Il coronavirus diventa un film girato in un ascensore: dove vedere l’anteprima del thriller psicologico

A Rivoli l’anteprima europea del film venerdì 2 ottobre alle 20.30 al Museo d’arte contemporanea. Al centro la paura, ma anche il pregiudizio razziale

“Corona” di Mostafa Keshvari è un film di grandissima attualità e il primo a raccontare la pandemia, secondo la presentazione di Distretto Cinema: “È un thriller psicologico ambientato nella fase iniziale dell’epidemia, in un ascensore dove una ragazza cinese, che potrebbe aver contratto il virus, rimane intrappolata con altre sei persone. Quando inizia a tossire, si scatena la paura. Tutti temono di essere infettati”.

L’anteprima europea sarà venerdì 2 ottobre alle 20.30 nel teatrino del Castello di Rivoli – Museo d’arte contemporanea.

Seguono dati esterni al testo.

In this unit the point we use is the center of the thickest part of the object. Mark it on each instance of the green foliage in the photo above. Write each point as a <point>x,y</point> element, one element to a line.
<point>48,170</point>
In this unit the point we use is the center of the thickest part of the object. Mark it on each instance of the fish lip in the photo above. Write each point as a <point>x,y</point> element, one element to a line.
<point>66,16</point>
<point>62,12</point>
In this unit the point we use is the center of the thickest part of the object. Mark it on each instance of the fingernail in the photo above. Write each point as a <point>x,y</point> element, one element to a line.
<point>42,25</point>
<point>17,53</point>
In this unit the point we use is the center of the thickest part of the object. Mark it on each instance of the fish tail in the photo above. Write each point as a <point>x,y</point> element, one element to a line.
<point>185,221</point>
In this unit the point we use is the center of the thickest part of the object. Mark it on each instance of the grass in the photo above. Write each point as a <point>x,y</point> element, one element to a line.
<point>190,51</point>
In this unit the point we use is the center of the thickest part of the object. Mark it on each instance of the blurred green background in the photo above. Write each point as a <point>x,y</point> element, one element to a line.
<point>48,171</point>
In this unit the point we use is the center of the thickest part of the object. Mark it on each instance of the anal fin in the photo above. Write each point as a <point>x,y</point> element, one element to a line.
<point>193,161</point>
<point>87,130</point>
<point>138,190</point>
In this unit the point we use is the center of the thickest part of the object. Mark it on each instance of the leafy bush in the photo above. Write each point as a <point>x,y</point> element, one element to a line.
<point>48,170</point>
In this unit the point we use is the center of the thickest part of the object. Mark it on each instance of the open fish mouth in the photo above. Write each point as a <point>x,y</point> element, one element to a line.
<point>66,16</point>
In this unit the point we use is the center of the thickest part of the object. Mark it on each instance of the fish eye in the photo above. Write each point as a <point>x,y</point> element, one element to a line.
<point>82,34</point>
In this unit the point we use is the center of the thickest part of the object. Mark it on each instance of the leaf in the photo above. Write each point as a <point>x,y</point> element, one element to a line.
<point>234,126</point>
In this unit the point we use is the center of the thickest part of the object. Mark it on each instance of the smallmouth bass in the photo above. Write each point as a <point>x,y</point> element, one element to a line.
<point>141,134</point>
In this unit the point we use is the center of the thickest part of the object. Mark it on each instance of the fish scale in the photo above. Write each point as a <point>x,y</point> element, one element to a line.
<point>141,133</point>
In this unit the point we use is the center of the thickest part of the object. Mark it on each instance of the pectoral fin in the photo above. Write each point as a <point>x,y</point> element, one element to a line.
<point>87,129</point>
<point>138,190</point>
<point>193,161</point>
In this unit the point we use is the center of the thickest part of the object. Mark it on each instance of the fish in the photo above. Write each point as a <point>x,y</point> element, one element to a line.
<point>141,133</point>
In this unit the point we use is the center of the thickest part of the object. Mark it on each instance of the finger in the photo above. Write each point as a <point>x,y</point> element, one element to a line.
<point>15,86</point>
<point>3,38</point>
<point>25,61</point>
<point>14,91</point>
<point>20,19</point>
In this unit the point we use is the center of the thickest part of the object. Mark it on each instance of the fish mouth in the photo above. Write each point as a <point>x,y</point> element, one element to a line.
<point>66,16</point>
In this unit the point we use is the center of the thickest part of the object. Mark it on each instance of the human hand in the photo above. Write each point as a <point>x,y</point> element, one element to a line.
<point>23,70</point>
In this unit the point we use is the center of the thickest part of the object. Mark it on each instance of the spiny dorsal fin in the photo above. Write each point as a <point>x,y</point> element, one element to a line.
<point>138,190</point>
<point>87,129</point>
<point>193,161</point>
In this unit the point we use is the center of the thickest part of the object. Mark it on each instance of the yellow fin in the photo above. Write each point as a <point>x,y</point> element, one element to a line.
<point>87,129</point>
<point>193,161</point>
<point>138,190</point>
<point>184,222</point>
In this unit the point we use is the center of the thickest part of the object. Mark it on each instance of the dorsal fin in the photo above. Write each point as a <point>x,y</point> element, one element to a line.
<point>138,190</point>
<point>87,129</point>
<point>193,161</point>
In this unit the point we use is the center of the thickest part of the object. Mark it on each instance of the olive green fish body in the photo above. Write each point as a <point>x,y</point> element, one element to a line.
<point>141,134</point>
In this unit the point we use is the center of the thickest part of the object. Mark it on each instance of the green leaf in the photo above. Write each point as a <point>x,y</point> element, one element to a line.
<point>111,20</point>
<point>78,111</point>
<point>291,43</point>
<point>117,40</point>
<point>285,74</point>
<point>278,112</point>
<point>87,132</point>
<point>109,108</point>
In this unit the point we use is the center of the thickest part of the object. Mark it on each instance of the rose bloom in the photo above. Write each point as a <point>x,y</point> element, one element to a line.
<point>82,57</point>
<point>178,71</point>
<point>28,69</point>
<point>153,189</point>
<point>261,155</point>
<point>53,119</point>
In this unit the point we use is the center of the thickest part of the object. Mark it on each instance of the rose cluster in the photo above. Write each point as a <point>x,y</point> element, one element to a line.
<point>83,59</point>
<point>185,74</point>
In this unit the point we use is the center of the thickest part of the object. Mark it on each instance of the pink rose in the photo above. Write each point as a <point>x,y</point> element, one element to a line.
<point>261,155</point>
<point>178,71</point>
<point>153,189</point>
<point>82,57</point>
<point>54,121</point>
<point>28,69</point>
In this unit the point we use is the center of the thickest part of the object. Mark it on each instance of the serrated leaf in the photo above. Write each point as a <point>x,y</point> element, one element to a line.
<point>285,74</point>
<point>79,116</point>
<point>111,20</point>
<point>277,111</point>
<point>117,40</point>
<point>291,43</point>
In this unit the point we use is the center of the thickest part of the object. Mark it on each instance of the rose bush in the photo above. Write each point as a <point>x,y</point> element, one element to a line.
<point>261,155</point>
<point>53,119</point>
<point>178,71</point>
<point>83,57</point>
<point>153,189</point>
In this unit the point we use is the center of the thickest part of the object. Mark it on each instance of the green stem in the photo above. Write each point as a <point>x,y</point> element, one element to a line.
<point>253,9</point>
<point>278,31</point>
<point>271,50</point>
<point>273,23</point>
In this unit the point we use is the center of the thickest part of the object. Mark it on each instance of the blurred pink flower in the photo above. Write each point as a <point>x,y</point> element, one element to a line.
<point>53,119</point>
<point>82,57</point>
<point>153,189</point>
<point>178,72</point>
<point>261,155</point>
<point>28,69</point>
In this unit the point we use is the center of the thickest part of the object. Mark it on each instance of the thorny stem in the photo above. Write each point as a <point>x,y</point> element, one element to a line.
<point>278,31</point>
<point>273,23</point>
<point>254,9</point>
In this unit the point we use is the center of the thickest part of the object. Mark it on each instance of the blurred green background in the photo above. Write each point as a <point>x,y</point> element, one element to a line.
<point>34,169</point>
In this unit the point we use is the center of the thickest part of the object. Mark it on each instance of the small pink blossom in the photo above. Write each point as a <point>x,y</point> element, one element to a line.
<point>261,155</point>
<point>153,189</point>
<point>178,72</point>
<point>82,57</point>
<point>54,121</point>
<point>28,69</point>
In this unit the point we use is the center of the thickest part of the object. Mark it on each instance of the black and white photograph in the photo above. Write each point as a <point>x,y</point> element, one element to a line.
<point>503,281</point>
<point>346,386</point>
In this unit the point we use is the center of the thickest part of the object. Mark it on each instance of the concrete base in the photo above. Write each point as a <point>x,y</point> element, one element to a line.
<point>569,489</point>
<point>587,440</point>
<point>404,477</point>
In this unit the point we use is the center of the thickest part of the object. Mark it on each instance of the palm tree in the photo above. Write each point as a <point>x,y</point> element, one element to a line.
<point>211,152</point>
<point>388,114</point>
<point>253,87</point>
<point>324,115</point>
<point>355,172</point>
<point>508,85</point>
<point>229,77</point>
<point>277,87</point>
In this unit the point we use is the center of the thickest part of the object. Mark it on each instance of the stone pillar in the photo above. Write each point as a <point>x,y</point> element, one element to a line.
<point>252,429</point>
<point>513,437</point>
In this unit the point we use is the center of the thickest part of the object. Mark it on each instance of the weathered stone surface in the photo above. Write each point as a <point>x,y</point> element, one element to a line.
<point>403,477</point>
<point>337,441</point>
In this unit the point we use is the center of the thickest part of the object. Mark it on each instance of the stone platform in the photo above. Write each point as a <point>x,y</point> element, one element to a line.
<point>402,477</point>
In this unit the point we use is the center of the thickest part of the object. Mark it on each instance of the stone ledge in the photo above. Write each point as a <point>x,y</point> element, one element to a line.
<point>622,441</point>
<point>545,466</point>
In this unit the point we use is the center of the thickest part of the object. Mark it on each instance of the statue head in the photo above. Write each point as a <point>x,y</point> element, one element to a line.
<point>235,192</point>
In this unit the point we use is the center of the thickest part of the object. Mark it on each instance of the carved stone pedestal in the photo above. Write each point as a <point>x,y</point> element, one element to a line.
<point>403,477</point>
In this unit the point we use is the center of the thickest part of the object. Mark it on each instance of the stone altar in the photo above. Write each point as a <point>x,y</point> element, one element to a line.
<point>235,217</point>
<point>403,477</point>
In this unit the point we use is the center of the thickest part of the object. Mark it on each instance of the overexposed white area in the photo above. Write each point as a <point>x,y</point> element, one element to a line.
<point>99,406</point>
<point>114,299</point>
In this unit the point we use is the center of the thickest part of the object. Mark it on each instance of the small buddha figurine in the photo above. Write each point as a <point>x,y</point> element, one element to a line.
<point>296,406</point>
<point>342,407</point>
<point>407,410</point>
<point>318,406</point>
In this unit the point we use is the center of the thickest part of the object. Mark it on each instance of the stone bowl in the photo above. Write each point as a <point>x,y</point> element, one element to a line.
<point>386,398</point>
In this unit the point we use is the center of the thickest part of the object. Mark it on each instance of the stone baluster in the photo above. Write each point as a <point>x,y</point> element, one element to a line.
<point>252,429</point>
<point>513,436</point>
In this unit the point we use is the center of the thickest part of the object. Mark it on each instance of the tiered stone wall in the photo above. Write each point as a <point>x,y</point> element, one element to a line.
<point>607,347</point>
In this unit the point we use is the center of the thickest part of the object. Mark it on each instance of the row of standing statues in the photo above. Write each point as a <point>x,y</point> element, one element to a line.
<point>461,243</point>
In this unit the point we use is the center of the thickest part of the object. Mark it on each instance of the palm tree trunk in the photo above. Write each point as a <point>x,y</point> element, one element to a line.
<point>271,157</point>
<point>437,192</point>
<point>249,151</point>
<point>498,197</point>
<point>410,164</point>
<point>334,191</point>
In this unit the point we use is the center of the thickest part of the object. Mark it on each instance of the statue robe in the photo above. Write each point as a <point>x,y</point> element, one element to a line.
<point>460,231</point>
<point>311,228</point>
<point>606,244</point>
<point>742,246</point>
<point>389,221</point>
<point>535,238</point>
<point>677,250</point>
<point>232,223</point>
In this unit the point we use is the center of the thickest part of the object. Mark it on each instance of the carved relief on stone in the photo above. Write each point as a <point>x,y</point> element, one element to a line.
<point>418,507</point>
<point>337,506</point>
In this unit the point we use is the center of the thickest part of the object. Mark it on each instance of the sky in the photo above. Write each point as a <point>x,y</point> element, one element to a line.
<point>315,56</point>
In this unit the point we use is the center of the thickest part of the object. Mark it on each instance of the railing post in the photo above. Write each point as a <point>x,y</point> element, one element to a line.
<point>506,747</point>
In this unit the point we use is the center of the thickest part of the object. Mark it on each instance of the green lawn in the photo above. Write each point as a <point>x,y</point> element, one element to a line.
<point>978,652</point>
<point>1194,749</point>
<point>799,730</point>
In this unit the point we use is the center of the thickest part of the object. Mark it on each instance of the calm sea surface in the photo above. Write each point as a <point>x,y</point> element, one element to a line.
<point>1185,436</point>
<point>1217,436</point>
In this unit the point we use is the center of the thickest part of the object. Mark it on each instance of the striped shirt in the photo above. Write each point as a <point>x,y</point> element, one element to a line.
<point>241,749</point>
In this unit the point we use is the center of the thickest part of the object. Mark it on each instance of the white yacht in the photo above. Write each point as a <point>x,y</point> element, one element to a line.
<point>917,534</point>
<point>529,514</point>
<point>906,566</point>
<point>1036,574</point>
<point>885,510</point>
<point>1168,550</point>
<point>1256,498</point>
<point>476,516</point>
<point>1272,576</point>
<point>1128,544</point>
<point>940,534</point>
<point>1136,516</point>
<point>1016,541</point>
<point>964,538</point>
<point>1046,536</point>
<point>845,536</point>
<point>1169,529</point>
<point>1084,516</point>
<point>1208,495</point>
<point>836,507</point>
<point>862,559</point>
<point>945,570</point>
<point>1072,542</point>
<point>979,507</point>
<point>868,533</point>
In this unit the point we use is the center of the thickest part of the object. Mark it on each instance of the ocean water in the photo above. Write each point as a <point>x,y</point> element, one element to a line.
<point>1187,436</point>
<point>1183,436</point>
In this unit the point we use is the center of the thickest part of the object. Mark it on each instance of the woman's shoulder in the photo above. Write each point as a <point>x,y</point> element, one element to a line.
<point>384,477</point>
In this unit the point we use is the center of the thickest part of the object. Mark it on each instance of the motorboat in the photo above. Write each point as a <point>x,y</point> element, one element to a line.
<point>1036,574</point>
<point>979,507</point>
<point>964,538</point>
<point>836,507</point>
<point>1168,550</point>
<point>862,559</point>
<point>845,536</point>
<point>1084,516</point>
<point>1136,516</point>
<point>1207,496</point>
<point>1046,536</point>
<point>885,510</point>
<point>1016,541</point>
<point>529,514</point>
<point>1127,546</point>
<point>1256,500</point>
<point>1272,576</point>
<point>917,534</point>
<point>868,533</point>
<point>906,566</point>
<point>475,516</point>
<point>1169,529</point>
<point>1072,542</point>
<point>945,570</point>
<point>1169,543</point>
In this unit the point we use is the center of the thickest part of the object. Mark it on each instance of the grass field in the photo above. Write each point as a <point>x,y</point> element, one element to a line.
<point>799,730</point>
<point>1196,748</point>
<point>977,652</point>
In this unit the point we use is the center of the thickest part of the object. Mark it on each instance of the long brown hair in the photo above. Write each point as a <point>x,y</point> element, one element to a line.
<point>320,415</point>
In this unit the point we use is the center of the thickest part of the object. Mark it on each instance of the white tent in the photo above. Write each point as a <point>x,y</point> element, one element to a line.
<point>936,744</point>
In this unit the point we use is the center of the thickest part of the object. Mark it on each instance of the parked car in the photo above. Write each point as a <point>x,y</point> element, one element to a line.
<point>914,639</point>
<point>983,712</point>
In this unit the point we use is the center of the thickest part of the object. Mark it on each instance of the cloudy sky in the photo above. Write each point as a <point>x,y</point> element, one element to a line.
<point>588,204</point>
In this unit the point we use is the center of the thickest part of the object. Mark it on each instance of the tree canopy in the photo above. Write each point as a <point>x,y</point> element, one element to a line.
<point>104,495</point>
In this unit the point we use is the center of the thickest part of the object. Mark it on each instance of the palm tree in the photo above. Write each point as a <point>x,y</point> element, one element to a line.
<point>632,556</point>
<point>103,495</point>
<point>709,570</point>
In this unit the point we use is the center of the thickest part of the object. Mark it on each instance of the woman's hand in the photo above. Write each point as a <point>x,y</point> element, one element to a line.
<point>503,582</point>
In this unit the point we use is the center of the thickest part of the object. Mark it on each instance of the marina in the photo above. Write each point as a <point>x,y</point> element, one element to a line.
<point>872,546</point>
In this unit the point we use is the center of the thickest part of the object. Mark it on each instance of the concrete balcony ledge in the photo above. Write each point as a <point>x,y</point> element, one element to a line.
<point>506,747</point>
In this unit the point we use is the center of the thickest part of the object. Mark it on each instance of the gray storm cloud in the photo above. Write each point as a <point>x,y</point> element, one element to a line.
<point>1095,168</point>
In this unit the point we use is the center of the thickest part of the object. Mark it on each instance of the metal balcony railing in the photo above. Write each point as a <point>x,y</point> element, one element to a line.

Il film è stato scelto per chiudere la rassegna “Pestifera” che ha esplorato i temi del contagio morale e fisico. Pestifera, alla prima edizione, è un progetto del Castello di Rivoli - Museo d’arte contemporanea in collaborazione con Distretto Cinema ed è stato curato da Carolyn Christov-Bakargiev, Irene Dionisio e Fulvio Paganin.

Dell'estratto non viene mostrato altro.